Feng Wei, Wang Feifan, Han Ruize, Gan Yiyang, Qian Zekun, Hou Junhui, Wang Song
IEEE Trans Pattern Anal Mach Intell. 2025 Jan;47(1):351-368. doi: 10.1109/TPAMI.2024.3463966. Epub 2024 Dec 4.
Multi-view multi-human association and tracking (MvMHAT), is an emerging yet important problem for multi-person scene video surveillance, aiming to track a group of people over time in each view, as well as to identify the same person across different views at the same time, which is different from previous MOT and multi-camera MOT tasks only considering the over-time human tracking. This way, the videos for MvMHAT require more complex annotations while containing more information for self-learning. In this work, we tackle this problem with an end-to-end neural network in a self-supervised learning manner.
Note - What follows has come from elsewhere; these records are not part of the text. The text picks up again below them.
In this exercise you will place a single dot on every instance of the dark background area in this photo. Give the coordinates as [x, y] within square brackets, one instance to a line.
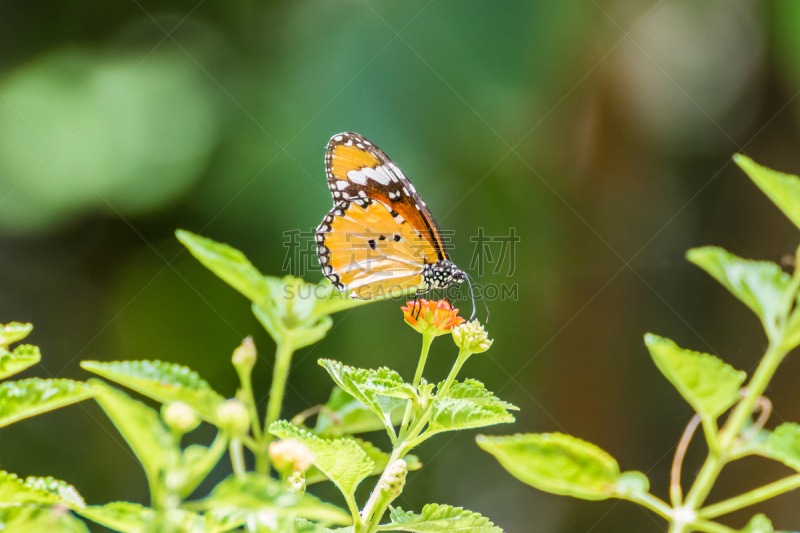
[601, 131]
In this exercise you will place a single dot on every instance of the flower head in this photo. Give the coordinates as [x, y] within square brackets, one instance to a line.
[431, 317]
[291, 454]
[471, 337]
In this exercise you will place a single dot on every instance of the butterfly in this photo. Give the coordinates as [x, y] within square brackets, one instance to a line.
[380, 238]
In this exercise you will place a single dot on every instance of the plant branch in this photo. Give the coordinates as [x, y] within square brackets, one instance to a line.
[749, 498]
[675, 493]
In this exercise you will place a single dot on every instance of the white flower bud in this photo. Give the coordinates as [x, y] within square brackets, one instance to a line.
[471, 336]
[232, 416]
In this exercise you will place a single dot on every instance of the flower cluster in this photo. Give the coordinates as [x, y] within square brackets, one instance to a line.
[435, 318]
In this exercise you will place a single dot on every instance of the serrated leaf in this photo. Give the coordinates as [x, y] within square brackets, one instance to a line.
[343, 461]
[13, 332]
[450, 414]
[33, 519]
[29, 397]
[63, 491]
[344, 415]
[783, 444]
[141, 427]
[708, 384]
[475, 391]
[255, 493]
[21, 358]
[165, 382]
[558, 463]
[15, 491]
[436, 518]
[758, 524]
[229, 264]
[758, 284]
[120, 516]
[782, 189]
[381, 390]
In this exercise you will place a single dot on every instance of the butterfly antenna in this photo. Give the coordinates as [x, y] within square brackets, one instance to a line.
[472, 297]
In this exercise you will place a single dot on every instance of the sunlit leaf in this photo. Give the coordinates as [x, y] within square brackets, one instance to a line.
[254, 493]
[783, 444]
[475, 391]
[14, 491]
[120, 516]
[782, 189]
[343, 461]
[560, 464]
[21, 399]
[344, 415]
[436, 518]
[229, 264]
[707, 383]
[18, 360]
[33, 519]
[141, 428]
[13, 332]
[758, 284]
[449, 414]
[64, 492]
[165, 382]
[382, 390]
[758, 524]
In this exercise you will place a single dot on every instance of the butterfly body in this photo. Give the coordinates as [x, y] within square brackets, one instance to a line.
[380, 237]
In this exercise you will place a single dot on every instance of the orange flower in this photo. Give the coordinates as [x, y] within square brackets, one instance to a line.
[431, 317]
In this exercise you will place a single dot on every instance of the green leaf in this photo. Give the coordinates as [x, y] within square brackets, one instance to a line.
[475, 391]
[121, 516]
[783, 445]
[229, 264]
[141, 427]
[29, 397]
[343, 461]
[782, 189]
[165, 382]
[450, 414]
[64, 492]
[344, 415]
[15, 491]
[21, 358]
[758, 524]
[560, 464]
[707, 383]
[32, 519]
[758, 284]
[255, 493]
[381, 390]
[436, 518]
[13, 332]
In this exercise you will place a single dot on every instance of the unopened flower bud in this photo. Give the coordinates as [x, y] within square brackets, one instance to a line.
[471, 337]
[232, 416]
[393, 480]
[244, 357]
[180, 417]
[291, 454]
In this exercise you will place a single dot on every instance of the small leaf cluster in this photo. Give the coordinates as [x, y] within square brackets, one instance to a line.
[566, 465]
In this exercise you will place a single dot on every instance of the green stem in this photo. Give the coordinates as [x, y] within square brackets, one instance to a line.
[280, 373]
[237, 457]
[710, 527]
[743, 410]
[749, 498]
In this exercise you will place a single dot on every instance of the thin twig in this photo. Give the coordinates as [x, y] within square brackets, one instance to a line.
[675, 492]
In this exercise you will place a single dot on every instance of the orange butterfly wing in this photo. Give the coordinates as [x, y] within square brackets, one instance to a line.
[357, 168]
[380, 235]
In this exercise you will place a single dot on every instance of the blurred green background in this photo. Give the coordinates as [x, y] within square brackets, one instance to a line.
[601, 131]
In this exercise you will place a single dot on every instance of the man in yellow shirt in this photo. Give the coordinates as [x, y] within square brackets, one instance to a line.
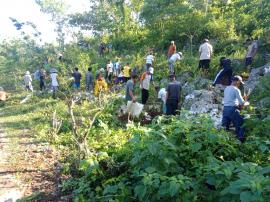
[100, 85]
[126, 72]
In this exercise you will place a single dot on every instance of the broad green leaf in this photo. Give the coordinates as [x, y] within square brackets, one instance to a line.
[140, 191]
[174, 188]
[246, 196]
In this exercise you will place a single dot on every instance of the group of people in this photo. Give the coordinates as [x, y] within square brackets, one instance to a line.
[116, 73]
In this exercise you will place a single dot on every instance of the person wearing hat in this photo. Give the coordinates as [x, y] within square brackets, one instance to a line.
[100, 85]
[224, 76]
[126, 72]
[251, 52]
[28, 81]
[77, 78]
[145, 81]
[205, 53]
[173, 59]
[173, 95]
[54, 82]
[172, 49]
[149, 61]
[233, 102]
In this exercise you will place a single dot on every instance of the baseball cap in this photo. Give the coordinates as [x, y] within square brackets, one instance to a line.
[151, 70]
[238, 78]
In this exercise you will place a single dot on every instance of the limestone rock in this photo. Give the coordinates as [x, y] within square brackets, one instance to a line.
[3, 96]
[206, 102]
[255, 76]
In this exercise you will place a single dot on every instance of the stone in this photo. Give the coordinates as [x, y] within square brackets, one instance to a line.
[206, 102]
[264, 103]
[255, 76]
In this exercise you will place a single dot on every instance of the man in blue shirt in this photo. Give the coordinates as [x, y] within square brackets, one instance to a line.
[77, 78]
[233, 101]
[224, 76]
[173, 96]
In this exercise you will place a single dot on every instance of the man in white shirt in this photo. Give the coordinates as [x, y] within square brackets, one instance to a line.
[54, 81]
[145, 84]
[149, 61]
[109, 70]
[173, 59]
[28, 81]
[205, 53]
[162, 94]
[233, 102]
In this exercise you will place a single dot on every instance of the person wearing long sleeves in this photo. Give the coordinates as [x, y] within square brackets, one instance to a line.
[233, 102]
[224, 76]
[89, 80]
[100, 85]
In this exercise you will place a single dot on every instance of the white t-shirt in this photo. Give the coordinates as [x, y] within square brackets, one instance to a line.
[146, 82]
[162, 94]
[175, 57]
[206, 51]
[54, 79]
[28, 80]
[117, 65]
[149, 59]
[251, 48]
[110, 67]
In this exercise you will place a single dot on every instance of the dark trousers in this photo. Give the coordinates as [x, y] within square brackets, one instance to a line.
[204, 64]
[232, 114]
[145, 96]
[171, 106]
[42, 85]
[248, 61]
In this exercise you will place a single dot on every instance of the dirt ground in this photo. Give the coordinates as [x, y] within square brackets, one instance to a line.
[28, 169]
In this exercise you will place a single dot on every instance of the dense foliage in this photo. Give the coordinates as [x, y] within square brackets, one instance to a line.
[178, 158]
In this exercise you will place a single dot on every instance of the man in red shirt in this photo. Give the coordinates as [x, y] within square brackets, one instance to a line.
[172, 49]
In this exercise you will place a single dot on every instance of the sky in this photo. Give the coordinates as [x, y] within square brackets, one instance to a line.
[28, 10]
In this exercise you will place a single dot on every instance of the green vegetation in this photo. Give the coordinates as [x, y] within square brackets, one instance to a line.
[172, 159]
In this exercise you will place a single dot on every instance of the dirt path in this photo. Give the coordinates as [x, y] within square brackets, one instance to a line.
[28, 168]
[10, 189]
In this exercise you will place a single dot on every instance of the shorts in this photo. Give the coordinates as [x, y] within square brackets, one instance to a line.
[76, 85]
[248, 61]
[204, 64]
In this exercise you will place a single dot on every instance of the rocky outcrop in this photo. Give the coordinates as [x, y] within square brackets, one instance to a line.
[255, 76]
[206, 102]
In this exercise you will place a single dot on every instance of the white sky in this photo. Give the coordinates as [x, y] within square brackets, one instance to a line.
[28, 10]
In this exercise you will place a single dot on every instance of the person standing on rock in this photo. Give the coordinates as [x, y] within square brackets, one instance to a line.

Specifically, we propose to take advantage of the spatial-temporal self-consistency rationale by considering three properties of reflexivity, symmetry, and transitivity. Besides the reflexivity property that naturally holds, we design the self-supervised learning losses based on the properties of symmetry and transitivity, for both appearance feature learning and assignment matrix optimization, to associate multiple humans over time and across views. Furthermore, to promote the research on MvMHAT, we build two new large-scale benchmarks for the network training and testing of different algorithms. Extensive experiments on the proposed benchmarks verify the effectiveness of our method. We have released the benchmark and code to the public.
多视角多人关联与跟踪(MvMHAT)是多人场景视频监控中一个新兴但重要的问题,旨在在每个视角下随时间跟踪一群人,同时在同一时间跨不同视角识别同一个人,这与之前仅考虑随时间进行人体跟踪的多目标跟踪(MOT)和多摄像机多目标跟踪任务不同。通过这种方式,MvMHAT的视频需要更复杂的标注,同时包含更多用于自学习的信息。在这项工作中,我们以自监督学习的方式用端到端神经网络解决这个问题。具体来说,我们建议通过考虑自反性、对称性和传递性这三个属性来利用时空自一致性原理。除了自然成立的自反性属性外,我们基于对称性和传递性属性设计自监督学习损失,用于外观特征学习和分配矩阵优化,以随时间和跨视角关联多个人。此外,为了推动对MvMHAT的研究,我们为不同算法的网络训练和测试构建了两个新的大规模基准。在所提出的基准上进行的大量实验验证了我们方法的有效性。我们已将基准和代码公开发布。